The economy also includes the number of reuses of the form materials, the possible salvage value of the forms for use elsewhere, and the cost of finishing concrete surfaces after the forms are removed. A high initial cost for materials, such as steel forms, may be good economy because of the greater number of uses that can be obtained with steel so steel formwork has replaced wood formwork to some degree, although the use of wood is still substantial because of its availability and ease of fabrication.
Design of the proposed formwork for a given project usually will enable the job planner to determine, in advance of construction, what materials and methods will be the most economical.
Forms must be built efficiently, minimizing time and cost in the construction process and schedule for the benefit of both the contractor and the owner. Forms must be simple to erect & dismantle and modular dimensions should be used.
The economy in formwork design depends partly on the ingenuity and experience of the form designer, whether a contractor or an engineer. Judgment with respect to the development of a forming system could both expedite a project and reduce costs. Although forms may be job built, many proprietary forming systems are available.
In addition, a large proportion of the cost of conventional formwork is related to formwork labor costs. Significant cost saving could be achieved by reducing labor costs.

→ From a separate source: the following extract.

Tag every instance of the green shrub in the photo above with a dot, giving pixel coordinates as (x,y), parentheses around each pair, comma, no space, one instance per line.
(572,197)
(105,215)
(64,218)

In the design of concrete structures, the common approach is to select the minimum size of structural members and the least amount of steel to sustain Formwork Requirements.
The perception is “the least amount of permanent materials in the structure will result in the least cost.” To achieve the most economical design, the designer should analysis each individual member to make certain that it is not heavier, wider, or deeper than its load requires. This is done under the pretense that the minimum size and least weight result in the best design.